Mesh : Age Factors Aged Congresses as Topic / statistics & numerical data Female Hospitals, High-Volume / statistics & numerical data Hospitals, Low-Volume / statistics & numerical data Humans Interdisciplinary Communication Male Odds Ratio Practice Guidelines as Topic Preoperative Care Rectal Neoplasms / pathology radiotherapy surgery Registries Sweden

来  源:   DOI:10.3109/0284186X.2014.952387   PDF(Sci-hub)

Abstract:
BACKGROUND: Multidisciplinary team (MDT) conferences have been introduced into standard cancer care, though evidence that it benefits the patient is weak. We used the national Swedish Rectal Cancer Register to evaluate predictors for case discussion at a MDT conference and its impact on treatment.
METHODS: Of the 6760 patients diagnosed with rectal cancer in Sweden between 2007 and 2010, 78% were evaluated at a MDT. Factors that influenced whether a patient was discussed at a preoperative MDT conference were evaluated in 4883 patients, and the impact of MDT evaluation on the implementation of preoperative radiotherapy was evaluated in 1043 patients with pT3c-pT4 M0 tumours, and in 1991 patients with pN+ M0 tumours.
RESULTS: Hospital volume, i.e. the number of rectal cancer surgical procedures performed per year, was the major predictor for MDT evaluation. Patients treated at hospitals with < 29 procedures per year had an odds ratio (OR) for MDT evaluation of 0.15. Age and tumour stage also influenced the chance of MDT evaluation. MDT evaluation significantly predicted the likelihood of being treated with preoperative radiotherapy in patients with pT3c-pT4 M0 tumours (OR 5.06, 95% CI 3.08-8.34), and pN+ M0 (OR 3.55, 95% CI 2.60-4.85), even when corrected for co-morbidity and age.
CONCLUSIONS: Patients with rectal cancer treated at high-volume hospitals are more likely to be discussed at a MDT conference, and that is an independent predictor of the use of adjuvant radiotherapy.
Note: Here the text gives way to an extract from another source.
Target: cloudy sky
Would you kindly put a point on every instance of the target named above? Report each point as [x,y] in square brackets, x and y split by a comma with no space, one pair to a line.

These results indirectly support the introduction into clinical practice of discussing all rectal cancer patients at MDT conferences, not least those being treated at low-volume hospitals.
摘要:
背景:多学科团队(MDT)会议已被引入标准癌症治疗中,尽管它对患者有益的证据很弱。我们使用瑞典国家直肠癌注册来评估MDT会议上病例讨论的预测因素及其对治疗的影响。
方法:在2007年至2010年间,在瑞典诊断为直肠癌的6760例患者中,有78%的患者进行了MDT评估。在4883例患者中评估了影响患者是否在术前MDT会议上讨论的因素,并对1043例pT3c-pT4M0肿瘤患者进行了MDT评估对术前放疗实施的影响,1991年pN+M0肿瘤患者。
结果:医院数量,即每年进行的直肠癌外科手术的数量,是MDT评估的主要预测因子。在医院接受治疗的患者每年进行<29次手术,MDT评估的比值比(OR)为0.15。年龄和肿瘤分期也影响MDT评估的机会。MDT评估显著预测pT3c-pT4M0肿瘤患者术前放疗的可能性(OR5.06,95%CI3.08-8.34),和pN+M0(OR3.55,95%CI2.60-4.85),即使纠正了合并症和年龄。
结论:在高容量医院治疗的直肠癌患者更有可能在MDT会议上讨论,这是使用辅助放疗的独立预测因子。这些结果间接支持在MDT会议上讨论所有直肠癌患者的临床实践。尤其是那些在小批量医院接受治疗的人。